6) One can start treatment assuming it is one diagnosis and see if the scalp responds the way it would be expected. 

In very challenging cases, where doubt exists, the clinician might decide to undertake a simple treatment plan in order to evaluate the effect of such a trial. This is typically done by a more experienced clinician who knows what to look for as the weeks and months of the treatment trial go by.

For example, in situations where a scarring alopecia is thought to be occurring but there is some degree of doubt, a clinician might start a topical steroid and possibly doxycycline or ora antihistamines. These are a relatively safe option and may assist in stopping an inflammatory process if truly one is present. One can then also observe what happens when those treatments are the  stopped. A non scarring and relatively non inflammatory alopecia won’t be too bothered by stopping topical steroids, doxycycline and an antihistamine because they would have been doing almost nothing anyways.
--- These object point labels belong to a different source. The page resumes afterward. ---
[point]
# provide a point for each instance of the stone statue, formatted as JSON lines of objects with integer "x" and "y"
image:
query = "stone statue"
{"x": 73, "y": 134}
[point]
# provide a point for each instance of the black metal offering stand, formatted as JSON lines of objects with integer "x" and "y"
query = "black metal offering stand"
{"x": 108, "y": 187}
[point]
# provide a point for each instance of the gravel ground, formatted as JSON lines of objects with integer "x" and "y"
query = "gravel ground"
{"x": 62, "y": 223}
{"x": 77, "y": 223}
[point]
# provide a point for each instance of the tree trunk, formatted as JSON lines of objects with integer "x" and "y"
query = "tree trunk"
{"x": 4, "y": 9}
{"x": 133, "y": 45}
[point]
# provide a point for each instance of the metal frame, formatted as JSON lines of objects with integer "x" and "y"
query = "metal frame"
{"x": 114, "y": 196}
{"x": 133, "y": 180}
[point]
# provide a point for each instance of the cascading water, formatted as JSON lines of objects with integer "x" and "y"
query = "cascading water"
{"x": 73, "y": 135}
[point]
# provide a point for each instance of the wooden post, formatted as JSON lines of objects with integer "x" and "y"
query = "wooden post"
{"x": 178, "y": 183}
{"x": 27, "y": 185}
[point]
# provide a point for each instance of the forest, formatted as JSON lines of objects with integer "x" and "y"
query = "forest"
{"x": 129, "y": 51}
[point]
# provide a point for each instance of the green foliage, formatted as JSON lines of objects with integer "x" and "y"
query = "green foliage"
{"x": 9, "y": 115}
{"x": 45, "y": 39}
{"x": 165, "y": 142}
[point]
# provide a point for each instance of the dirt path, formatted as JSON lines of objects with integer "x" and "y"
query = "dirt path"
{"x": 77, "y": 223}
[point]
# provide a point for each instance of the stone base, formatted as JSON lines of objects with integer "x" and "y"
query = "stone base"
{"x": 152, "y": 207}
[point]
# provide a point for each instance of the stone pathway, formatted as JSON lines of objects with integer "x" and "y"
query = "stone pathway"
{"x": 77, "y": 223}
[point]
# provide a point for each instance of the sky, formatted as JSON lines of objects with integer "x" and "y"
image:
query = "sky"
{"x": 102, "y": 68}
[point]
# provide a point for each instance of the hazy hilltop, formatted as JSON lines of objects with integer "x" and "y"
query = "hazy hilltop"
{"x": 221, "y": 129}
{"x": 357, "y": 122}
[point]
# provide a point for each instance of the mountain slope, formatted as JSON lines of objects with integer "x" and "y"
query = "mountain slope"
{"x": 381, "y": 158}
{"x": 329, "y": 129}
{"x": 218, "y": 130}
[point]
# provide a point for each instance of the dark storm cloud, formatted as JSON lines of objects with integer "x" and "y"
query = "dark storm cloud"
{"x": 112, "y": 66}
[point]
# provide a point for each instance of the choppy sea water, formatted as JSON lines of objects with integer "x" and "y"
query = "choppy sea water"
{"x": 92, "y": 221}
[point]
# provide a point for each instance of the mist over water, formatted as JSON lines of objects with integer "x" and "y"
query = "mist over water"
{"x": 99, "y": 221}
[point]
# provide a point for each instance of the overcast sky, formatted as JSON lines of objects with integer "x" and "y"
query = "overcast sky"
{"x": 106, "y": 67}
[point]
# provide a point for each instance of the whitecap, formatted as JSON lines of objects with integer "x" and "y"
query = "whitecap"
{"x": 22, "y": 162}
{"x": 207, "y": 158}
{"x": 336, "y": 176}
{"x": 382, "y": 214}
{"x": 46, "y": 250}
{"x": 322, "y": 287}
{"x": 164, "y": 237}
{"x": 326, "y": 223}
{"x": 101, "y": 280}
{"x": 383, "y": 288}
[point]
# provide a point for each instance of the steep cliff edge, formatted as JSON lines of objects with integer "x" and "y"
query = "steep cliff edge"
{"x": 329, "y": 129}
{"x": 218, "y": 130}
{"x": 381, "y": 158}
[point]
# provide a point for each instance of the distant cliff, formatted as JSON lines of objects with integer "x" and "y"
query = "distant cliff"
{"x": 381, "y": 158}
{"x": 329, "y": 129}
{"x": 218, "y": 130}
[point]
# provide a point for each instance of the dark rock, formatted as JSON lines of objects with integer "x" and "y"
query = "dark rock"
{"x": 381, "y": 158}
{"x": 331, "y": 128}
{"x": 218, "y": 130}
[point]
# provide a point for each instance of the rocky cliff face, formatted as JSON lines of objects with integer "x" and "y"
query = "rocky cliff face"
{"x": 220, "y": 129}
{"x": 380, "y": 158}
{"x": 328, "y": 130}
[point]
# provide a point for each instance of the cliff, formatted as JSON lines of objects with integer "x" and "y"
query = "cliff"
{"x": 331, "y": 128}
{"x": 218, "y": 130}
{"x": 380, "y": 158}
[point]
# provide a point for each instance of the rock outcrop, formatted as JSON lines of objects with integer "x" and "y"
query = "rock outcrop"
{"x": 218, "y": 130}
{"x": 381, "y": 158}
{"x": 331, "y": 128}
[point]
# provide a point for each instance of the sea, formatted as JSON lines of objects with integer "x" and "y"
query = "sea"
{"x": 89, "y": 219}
However, a patient with true scarring alopecia will likely experience some degree of a “flare” if these a stopped.  The clinical treatment trials are tricky and require a good deal of experience on the part of the physician


Conclusion 

It’s not all that uncommon that a bit of uncertainty exists between what a scalp biopsy report says and what the clinician feels is really the diagnosis. Fortunately, this type of uncertainty is not a daily event but it does happen from time to time. 

Getting the correct diagnosis should always be the goal if it is possible. For that reason, options 1, 2 and 3 are the preferred route to take in challenging “diagnostic dilemmas” but these steps are not always easy or possible for various reasons.